You are required to meet with your full faculty at least once each year to discuss progress and plans. This meeting should take place as soon as possible after your Wednesday seminar (within two weeks at the latest). You are also encouraged to meet individually with members of your committee as questions or issues arise. Regular communication with your Chair and the rest of your Special Committee will help keep your program on track and can help avoid potential misunderstandings regarding requirements and expectations that can lead to complications in progress toward your degree.
Annual Progress Reports
As a graduate students in your second year and beyond, you are required to meet with your entire committee at least once a year to discuss progress and plans for your research project and completion of your program. You should arrange this meeting to take place immediately following your Wednesday seminar (or as soon after as possible thereafter). It is the student’s responsibility to arrange this meeting and to provide faculty with the Student Progress Review (SPR) report. The Student Progress Review (SPR) report is due within 30 days of your Wednesday seminar (see suggested process below).
The annual progress report supports communication between the student and their Special Committee, helps to gauge the progress being made toward graduation and, as of 2017, is the basis of annual benchmarks toward graduation required by the Graduate School. It is used by the Field to monitor student progress, as well as such administrative purposes as award nominations and collection of assessment data for the Graduate School. The Progress Report is found on-line (see links below which can also be found on the GGD Current Student Forms page).
Regular meetings with the full committee (a minimum of once a year) will help keep your program on track. You should also meet with individual members of your committee along the way in order to get information and feedback on your program and research. Your committee is there to provide you guidance and feedback.
Process for completion of annual Student Progress Report:
- Schedule a meeting with your Special Committee that coincides with your Field seminar. The purpose of this meeting is to discuss your seminar as well as your portion of the Student Progress Review.
- Complete the Student Section of the online Student Progress Review, save and download a draft to distribute to your entire Special Committee at least seven (7) days prior to your seminar.
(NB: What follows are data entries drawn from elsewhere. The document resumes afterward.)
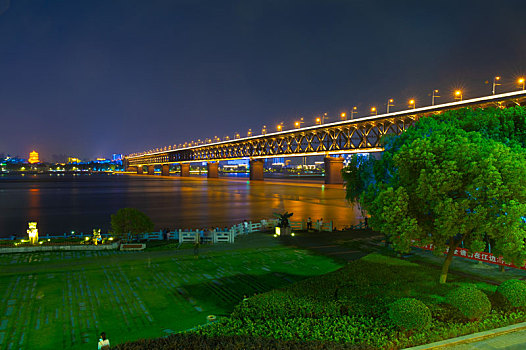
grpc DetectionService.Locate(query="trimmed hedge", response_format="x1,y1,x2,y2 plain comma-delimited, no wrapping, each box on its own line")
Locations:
446,285,491,321
495,279,526,310
112,333,372,350
388,298,431,331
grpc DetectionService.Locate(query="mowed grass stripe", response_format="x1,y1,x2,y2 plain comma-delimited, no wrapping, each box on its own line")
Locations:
0,238,341,350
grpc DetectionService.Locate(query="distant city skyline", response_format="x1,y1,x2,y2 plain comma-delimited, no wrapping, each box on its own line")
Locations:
0,0,526,161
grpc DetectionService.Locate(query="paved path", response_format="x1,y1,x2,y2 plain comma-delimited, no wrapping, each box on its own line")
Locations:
442,330,526,350
281,230,383,261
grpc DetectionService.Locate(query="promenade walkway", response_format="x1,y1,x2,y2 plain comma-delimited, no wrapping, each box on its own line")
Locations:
448,330,526,350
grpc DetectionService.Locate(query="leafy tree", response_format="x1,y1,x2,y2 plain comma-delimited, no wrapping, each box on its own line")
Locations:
361,123,526,283
342,154,374,217
111,208,153,239
274,211,294,228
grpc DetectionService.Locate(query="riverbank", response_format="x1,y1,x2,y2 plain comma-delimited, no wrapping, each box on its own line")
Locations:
0,175,360,237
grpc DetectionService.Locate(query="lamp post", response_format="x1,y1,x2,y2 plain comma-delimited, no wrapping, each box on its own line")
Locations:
294,118,305,129
351,106,358,119
491,76,500,95
387,98,394,114
316,112,329,125
517,77,526,90
431,90,440,106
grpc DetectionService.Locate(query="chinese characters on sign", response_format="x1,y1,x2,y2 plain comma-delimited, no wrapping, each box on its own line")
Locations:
414,244,526,270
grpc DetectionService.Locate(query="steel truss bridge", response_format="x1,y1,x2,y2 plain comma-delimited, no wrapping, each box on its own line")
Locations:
125,90,526,167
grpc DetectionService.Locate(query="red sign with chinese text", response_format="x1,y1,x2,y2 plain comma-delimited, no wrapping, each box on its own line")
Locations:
415,244,526,270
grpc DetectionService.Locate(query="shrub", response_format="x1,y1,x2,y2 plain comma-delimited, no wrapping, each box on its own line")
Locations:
495,279,526,310
388,298,431,330
446,286,491,321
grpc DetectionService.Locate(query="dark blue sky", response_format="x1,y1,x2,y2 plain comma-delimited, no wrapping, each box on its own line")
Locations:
0,0,526,160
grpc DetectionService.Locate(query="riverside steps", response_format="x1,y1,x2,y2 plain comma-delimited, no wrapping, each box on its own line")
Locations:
0,219,333,254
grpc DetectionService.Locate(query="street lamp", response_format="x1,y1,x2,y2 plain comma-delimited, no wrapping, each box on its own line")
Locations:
431,90,440,106
517,77,526,90
387,98,394,114
491,76,500,95
351,106,358,119
294,118,305,129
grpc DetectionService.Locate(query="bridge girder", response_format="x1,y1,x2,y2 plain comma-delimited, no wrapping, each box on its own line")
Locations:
125,91,526,167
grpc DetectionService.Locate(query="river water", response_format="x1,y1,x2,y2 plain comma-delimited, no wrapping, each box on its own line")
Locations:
0,174,359,237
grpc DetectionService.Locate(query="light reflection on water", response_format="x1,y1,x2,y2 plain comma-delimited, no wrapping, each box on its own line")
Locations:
0,175,359,237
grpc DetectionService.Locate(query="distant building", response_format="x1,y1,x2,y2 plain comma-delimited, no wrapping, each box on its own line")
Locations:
28,151,40,164
68,157,81,164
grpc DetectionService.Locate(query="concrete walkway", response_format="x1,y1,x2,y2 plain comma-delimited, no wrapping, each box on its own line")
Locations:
405,322,526,350
443,330,526,350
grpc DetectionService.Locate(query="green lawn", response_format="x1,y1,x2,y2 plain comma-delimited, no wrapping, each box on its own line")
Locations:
197,254,526,349
0,235,341,349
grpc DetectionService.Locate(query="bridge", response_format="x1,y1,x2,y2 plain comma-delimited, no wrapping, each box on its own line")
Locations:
124,90,526,184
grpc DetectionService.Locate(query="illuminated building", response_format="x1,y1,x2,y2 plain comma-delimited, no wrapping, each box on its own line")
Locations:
29,151,40,164
68,157,80,164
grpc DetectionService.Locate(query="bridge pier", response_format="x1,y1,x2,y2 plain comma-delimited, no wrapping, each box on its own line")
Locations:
206,162,219,179
181,163,190,177
324,157,343,185
148,165,155,175
161,164,170,176
249,159,264,181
- After your seminar, meet with Special Committee to discuss your progress and planning. This meeting should take place within two weeks of your seminar, if not immediately thereafter.
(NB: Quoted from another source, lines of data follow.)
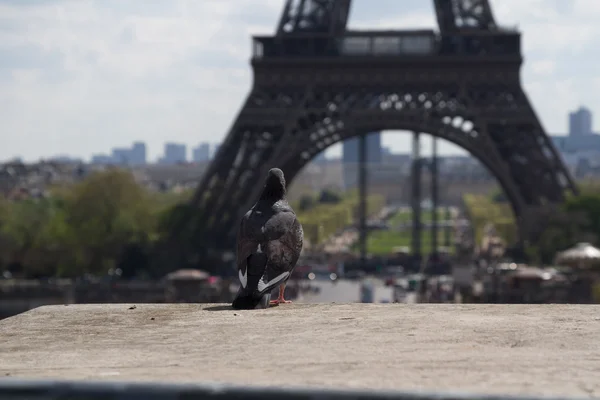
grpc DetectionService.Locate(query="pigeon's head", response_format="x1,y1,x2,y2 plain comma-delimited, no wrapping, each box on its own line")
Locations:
261,168,285,201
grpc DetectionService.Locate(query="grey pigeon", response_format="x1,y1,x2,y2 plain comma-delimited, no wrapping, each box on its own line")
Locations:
232,168,304,310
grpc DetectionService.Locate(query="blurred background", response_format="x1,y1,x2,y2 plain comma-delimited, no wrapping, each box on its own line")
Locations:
0,0,600,318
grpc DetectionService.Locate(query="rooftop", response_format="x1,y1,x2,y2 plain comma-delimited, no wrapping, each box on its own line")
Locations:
0,304,600,397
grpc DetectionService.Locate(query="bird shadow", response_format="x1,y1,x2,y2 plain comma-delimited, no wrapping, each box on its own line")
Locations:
204,305,233,311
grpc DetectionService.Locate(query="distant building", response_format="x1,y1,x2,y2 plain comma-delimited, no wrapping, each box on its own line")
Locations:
48,155,83,164
111,148,131,165
192,143,210,162
129,142,147,165
91,142,146,166
159,143,187,165
342,132,383,189
210,144,221,158
569,107,592,137
342,132,382,164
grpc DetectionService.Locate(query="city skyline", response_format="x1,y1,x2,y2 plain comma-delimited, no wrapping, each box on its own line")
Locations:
0,0,600,161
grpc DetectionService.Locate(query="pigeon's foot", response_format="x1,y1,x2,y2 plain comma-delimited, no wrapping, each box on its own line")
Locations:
275,283,292,304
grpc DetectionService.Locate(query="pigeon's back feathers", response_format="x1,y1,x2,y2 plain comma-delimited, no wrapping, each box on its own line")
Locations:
233,169,303,308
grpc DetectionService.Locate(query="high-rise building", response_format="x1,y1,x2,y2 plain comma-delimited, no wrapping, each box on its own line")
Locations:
160,143,187,165
111,147,131,165
129,142,147,165
211,144,221,158
342,132,382,189
342,132,381,164
192,143,210,162
569,107,592,136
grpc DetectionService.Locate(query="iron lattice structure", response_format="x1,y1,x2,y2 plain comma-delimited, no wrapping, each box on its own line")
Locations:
170,0,576,260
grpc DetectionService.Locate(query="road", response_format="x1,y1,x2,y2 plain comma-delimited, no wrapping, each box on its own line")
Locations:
296,279,415,303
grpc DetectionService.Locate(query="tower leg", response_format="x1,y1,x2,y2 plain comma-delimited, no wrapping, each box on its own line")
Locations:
358,134,368,269
444,206,452,247
411,132,421,268
431,137,438,257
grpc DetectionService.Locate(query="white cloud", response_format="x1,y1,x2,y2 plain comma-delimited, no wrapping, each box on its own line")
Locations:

- After your meeting, finalize the Student Section of the SPR and submit it. Once you click submit, your advisor will be routed to your Chair so they can complete the Advisor section and submit it. The rest of your committee can also view the form, however, only your Chair electronically signs and submits it. (Note: Once you submit the SPR, you will be unable to edit it).
- Your Committee Chair should submit their portion of the online form within 30 days of your seminar.
Links to the On-line Student Progress Report are provided below:
All 5th year and beyond students must present a “final-year plan” to their committee, as part of the progress report. This will be a part of Section 5: Field Questions of the SPR.
Students are evaluated each year at the annual Field meeting held in early summer. Progress reports, teaching evaluations, rotation evaluations and progress towards degree completion are all considered. Results of the evaluation are communicated to all students by the DGS.